The identification of this new target has been useful in the formulation of a novel tracer for specific non-invasive molecular-targeted imaging with positron emission tomography (PET) (Auvynet et al. 2016; Heo et al. 2019).

ECL1i has been functionalized with DOTA chelator to obtain radiolabeled probes for PET imaging in humans with pulmonary fibrosis (Brody et al. 2021), cardiovascular diseases [NCT05107596, NCT04592991, NCT04537403], head and neck cancer [NCT04217057] and for predicting response to CCR2-Targeted therapy in pancreatic cancer [NCT03851237].

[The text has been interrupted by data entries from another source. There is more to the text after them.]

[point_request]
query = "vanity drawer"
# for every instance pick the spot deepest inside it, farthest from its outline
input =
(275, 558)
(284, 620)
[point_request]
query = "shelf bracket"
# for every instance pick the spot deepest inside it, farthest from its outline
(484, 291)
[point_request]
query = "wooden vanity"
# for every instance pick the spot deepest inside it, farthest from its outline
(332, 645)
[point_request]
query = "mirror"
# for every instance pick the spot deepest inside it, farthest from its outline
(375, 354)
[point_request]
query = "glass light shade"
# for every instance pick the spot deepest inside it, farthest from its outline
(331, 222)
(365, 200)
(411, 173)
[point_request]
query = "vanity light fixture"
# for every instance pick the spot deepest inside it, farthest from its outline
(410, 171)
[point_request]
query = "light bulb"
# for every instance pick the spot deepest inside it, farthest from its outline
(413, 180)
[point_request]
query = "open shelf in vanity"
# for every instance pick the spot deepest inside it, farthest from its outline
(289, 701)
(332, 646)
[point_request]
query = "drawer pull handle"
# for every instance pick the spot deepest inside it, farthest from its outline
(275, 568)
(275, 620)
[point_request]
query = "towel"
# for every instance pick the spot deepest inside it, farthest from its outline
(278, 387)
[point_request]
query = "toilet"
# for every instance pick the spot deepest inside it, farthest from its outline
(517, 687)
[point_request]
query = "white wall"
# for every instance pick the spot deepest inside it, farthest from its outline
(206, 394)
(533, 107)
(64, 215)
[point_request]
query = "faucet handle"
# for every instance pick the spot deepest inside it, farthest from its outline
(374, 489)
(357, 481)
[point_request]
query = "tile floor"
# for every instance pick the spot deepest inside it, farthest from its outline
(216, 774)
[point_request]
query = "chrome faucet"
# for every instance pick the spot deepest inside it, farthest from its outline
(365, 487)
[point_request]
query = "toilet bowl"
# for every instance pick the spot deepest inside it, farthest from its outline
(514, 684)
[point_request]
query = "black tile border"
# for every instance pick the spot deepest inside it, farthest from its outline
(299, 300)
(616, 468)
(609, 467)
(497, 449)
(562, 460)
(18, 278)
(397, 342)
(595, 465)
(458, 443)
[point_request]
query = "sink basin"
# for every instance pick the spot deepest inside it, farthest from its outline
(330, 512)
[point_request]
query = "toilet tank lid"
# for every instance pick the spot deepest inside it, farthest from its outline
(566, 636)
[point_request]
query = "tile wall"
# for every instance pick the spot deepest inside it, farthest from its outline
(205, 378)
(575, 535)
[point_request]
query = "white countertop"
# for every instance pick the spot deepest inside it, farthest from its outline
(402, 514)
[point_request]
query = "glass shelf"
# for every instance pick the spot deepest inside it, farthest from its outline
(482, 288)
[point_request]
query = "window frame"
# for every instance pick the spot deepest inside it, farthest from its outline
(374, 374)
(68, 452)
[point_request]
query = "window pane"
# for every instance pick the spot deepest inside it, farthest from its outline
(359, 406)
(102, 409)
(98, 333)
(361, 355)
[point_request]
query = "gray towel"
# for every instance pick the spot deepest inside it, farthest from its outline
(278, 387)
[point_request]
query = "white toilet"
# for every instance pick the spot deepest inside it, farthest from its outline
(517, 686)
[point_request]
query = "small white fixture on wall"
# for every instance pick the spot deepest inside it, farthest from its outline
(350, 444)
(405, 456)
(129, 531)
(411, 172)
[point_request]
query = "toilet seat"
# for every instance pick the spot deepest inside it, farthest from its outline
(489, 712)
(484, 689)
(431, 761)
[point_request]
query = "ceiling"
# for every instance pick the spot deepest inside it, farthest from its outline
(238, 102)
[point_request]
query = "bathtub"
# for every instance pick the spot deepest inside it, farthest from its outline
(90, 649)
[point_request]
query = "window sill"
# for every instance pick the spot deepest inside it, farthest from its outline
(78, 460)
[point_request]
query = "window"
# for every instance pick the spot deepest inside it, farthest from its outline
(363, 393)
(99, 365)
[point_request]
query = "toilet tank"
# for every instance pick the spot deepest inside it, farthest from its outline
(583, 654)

The DOTA-ECL1i moiety has also been used to quantify CCR2-expressing cells in mouse models and human tissues of lung inflammation (Liu et al. 2017), cardiac injury (Heo et al. 2021; English et al. 2020), cardiac and tissue remodeling (Cifarelli et al. 2022; Gallerand et al. 2021).

Radionuclides used for the radiolabeling are gallium-68 and cupper-64, and 64Cu-DOTA-ECL1i is reported in the NCI Drug Dictionary as a PET tool for quantification of CCR2-expressing cells (https://www.cancer.gov/publications/dictionaries/cancer-drug/def/copper-cu-64-dota-ecl1i).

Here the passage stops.